The latest official figures from the OECD show that Spain is one of the countries where the disposable income in real terms has declined more during the crisis and at the same time, one of the countries where the economic and social inequalities are bigger.
If you consider, first, the disposable income in real terms per capita it can be seen how Spain is one of the OECD countries where at present (first quarter 2015) it is lower, along with Portugal, Ireland, Slovenia, Italy and Greece, and it is very far (a 13.5%) of the average of the OECD. We should emphasize also that countries which are above the average of the OECD or they are non-European countries (Australia and Canada), or they are not in the EU (Norway) or they do not have the euro as their currency (Poland, Sweden and Denmark).
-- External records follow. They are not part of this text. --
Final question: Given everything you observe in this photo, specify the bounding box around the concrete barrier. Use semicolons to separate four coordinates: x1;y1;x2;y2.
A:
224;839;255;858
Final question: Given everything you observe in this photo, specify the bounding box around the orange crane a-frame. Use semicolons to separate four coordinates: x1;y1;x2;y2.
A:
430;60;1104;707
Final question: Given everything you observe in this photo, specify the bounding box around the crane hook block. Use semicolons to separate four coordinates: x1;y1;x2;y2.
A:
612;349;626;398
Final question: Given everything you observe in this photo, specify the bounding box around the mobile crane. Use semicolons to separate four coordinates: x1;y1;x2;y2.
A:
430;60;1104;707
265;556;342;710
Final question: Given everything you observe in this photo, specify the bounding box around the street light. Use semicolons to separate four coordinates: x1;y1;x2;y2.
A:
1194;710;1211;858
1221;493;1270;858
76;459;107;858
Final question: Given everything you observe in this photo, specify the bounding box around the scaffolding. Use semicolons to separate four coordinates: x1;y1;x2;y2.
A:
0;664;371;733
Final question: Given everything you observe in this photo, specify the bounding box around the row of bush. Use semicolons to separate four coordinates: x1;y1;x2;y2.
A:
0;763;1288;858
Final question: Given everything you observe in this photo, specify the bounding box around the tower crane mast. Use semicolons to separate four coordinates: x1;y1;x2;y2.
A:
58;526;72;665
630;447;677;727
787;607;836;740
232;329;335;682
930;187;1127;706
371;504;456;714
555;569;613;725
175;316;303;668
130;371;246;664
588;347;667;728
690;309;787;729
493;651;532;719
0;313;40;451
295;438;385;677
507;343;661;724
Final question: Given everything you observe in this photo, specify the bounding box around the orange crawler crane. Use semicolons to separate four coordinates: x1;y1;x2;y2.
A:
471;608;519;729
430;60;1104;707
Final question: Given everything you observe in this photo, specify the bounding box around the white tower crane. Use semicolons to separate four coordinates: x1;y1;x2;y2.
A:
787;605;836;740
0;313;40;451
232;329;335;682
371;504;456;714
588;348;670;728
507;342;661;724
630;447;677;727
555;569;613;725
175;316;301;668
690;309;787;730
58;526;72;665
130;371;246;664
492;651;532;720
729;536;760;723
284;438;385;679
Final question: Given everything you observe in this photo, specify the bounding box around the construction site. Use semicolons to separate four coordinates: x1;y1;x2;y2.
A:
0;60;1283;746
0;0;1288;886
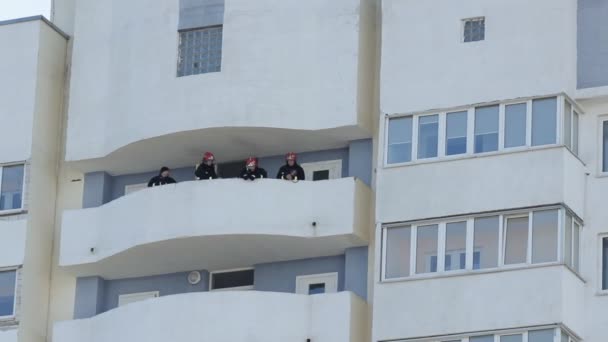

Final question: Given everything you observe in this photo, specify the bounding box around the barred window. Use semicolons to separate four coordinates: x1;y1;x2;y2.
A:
464;18;486;43
177;26;223;77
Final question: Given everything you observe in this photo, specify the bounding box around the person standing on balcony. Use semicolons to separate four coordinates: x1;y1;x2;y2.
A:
194;152;217;179
148;166;177;188
241;157;268;181
277;152;305;182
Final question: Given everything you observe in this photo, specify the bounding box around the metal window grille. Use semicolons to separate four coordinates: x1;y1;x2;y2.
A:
177;26;223;77
464;18;486;43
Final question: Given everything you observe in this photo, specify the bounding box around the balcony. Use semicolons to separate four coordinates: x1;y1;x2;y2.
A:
66;0;375;172
373;265;585;341
376;146;586;222
60;178;371;279
53;291;368;342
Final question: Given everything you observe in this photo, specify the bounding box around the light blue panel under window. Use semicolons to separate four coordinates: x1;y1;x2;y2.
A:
505;103;527;147
532;97;557;146
0;271;17;317
0;165;24;210
388;117;412;164
475;106;498;153
500;334;524;342
528;329;555;342
469;335;494;342
418;115;439;159
445;111;467;156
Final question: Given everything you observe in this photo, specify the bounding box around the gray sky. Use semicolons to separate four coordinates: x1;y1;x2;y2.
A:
0;0;51;20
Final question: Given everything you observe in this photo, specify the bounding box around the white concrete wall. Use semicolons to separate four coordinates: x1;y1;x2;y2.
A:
0;218;27;267
66;0;373;160
0;21;40;163
53;291;365;342
381;0;577;113
376;147;586;223
372;266;584;342
60;178;371;277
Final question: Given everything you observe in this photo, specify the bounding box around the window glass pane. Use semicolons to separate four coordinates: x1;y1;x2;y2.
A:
564;214;572;267
505;103;527;147
500;334;523;342
505;216;528;265
532;209;558;263
602;121;608;172
418;115;439;159
416;224;439;273
0;271;17;317
445;111;467;156
572;112;578;155
212;270;253;289
0;165;24;210
469;335;494;342
564;101;572;148
532;97;557;146
386;226;412;278
388;117;412;164
528;329;554;342
473;216;499;269
475;106;498;153
602;238;608;290
445;222;467;271
572;222;581;272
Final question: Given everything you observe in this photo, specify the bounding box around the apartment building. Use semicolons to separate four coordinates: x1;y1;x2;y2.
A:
0;0;608;342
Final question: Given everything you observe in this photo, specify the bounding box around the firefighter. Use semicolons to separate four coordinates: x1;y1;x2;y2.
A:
194;152;217;179
277;152;305;182
241;157;268;180
148;166;177;188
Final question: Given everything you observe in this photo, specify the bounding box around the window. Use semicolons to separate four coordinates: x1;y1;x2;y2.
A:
532;210;558;264
177;26;223;77
505;103;527;148
474;216;499;269
388;117;412;164
0;164;25;210
532;97;557;146
386;95;576;166
0;270;17;318
602;237;608;290
209;269;253;291
296;272;338;295
381;206;580;279
445;111;468;156
504;215;529;265
464;18;486;43
418;115;439;159
416;224;439;274
475;106;498;153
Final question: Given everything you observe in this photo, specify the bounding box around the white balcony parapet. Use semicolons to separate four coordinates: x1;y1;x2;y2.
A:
53;291;369;342
60;178;371;278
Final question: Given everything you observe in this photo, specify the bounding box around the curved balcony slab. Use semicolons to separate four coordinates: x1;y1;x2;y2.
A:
60;178;371;278
53;291;367;342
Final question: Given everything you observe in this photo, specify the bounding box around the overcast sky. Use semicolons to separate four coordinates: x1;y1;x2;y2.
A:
0;0;51;20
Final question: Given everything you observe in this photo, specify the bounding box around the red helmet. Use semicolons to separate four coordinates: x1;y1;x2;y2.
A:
245;157;258;167
285;152;298;161
203;152;215;161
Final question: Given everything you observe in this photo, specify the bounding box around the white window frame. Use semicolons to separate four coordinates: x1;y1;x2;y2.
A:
0;266;21;323
0;161;28;216
380;205;584;282
209;267;255;291
300;159;342;181
125;183;148;196
296;272;338;295
383;94;580;168
118;291;160;307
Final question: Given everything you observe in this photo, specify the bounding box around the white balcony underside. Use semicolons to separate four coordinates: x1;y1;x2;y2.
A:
60;178;371;278
53;291;367;342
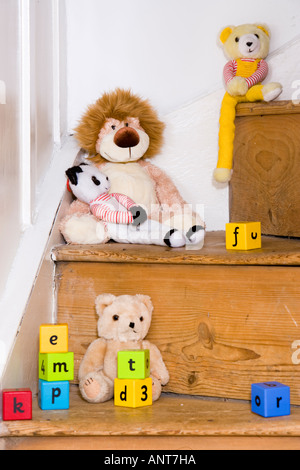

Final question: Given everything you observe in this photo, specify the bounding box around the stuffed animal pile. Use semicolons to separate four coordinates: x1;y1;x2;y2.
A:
214;24;282;183
66;163;185;248
61;89;204;248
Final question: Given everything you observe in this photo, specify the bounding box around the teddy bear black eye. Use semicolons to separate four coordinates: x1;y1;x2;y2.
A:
92;176;101;186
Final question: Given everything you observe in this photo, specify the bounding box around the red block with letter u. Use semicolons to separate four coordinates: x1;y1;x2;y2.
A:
2;388;32;421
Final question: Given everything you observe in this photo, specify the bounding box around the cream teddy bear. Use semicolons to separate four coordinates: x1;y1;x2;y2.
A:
214;24;282;183
79;294;169;403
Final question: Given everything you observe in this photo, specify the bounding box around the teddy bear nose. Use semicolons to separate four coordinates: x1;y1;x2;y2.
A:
114;127;140;149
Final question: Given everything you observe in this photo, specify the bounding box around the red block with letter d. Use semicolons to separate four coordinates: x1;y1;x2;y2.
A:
2;388;32;421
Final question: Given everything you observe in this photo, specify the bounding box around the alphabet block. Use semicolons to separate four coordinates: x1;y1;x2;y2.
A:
226;222;261;251
251;382;290;418
2;388;32;421
39;352;74;382
38;379;70;410
40;324;69;353
114;377;152;408
118;349;150;379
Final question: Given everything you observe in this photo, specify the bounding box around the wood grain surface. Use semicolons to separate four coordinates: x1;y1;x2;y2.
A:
0;386;300;440
52;231;300;266
56;231;300;404
230;102;300;237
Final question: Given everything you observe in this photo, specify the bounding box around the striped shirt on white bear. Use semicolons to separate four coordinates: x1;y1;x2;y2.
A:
90;193;136;224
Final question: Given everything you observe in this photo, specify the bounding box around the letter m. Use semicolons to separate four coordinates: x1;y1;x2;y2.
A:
53;362;69;372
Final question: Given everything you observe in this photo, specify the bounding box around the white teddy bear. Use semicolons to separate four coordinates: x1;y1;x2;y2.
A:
66;163;186;248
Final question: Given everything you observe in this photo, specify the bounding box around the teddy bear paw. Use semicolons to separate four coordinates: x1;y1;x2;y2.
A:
164;228;186;248
227;77;249;96
80;372;113;403
151;377;161;401
83;377;101;400
186;225;204;245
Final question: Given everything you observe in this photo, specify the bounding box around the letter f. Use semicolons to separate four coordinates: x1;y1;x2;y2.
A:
232;227;240;246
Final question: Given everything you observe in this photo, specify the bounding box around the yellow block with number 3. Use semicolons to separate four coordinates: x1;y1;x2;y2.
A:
114;377;152;408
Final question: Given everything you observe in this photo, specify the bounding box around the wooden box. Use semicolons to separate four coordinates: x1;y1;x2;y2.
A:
230;101;300;237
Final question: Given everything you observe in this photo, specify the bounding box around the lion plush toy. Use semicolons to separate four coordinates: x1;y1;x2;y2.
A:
61;89;204;245
79;294;169;403
214;24;282;183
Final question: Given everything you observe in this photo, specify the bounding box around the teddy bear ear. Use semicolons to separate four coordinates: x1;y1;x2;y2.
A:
219;26;234;44
95;294;116;317
136;294;154;313
255;24;270;37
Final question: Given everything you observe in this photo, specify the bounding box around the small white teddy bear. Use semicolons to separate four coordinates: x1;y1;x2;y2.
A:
66;163;186;248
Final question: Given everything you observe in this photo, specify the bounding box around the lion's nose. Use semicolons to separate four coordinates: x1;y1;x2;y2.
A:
114;127;140;149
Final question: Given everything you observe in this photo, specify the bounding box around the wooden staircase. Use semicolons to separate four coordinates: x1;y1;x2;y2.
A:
0;232;300;450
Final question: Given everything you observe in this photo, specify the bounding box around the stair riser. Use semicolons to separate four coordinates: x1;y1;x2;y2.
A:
56;262;300;405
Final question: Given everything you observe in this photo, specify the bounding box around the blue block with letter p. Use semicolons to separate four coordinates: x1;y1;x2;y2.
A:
251;382;291;418
38;379;70;410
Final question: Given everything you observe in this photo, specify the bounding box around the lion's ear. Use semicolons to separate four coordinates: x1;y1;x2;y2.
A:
219;26;234;44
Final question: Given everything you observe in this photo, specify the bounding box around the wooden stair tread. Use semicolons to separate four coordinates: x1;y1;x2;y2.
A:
0;385;300;438
52;231;300;266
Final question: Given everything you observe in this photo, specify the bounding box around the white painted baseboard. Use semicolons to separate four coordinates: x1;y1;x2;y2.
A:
0;137;78;388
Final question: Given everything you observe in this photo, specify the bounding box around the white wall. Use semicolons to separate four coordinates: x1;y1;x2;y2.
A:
0;0;77;389
0;0;22;295
66;0;300;230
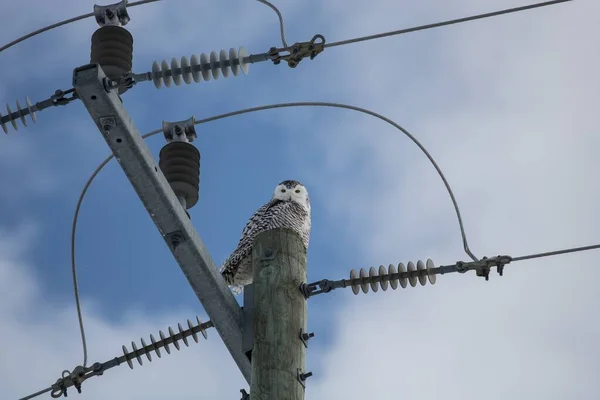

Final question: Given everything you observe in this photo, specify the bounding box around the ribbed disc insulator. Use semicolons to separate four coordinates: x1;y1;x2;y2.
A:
159;142;200;209
90;25;133;93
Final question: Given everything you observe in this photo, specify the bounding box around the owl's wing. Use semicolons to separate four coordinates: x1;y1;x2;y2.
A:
238;199;281;247
219;199;281;283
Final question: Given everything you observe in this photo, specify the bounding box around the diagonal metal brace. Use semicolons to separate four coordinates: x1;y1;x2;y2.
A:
73;64;251;383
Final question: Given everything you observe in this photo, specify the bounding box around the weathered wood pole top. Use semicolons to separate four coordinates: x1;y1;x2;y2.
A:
250;228;307;400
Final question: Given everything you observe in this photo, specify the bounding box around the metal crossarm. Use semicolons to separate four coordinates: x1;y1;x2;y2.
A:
73;64;251;383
At the same time, compared to the situation before the crisis, countries with a greater reduction in the real disposable income per capita between 2007 and the 1st quarter of 2015 are also Greece, Italy, Slovenia, Ireland, Spain (-5.4 %) and Portugal. Meanwhile, the disposable income per capita of the OECD in this period increases (+ 8.1%) as well as in Germany, and especially in the same countries mentioned before as the ones that have a higher real disposable income per capita, which are also those that have had an increase in the real disposable income per capita bigger than the OECD average.
Spain is also among the OECD countries where inequalities in income distribution are more important.
This is true both if, as a measure of inequality, it is used the Gini coefficient as if it is used the relationship between the income received for the 10% with more income compared to the 10% who receives less income. Regarding the Gini coefficient, Spain is only overcome in inequality by Estonia, Portugal, Greece, UK and US and it is far from countries where there is less inequality. If it is used the ratio of income received by the 10% richest and the 10% of the poorest population, the relative situation of Spain -with a value of almost 5- becomes even worse and it is only overcome by the inequality in the US.
On the other hand, poverty in Spain is one of the highest among OECD countries. If measured by population which earns less than 50% of the median disposable income, only Greece, Korea and the US have higher levels of poverty than Spain. If you consider the number of children living in poor families (although the available data are from 2009) only the USA and Poland are above Spain.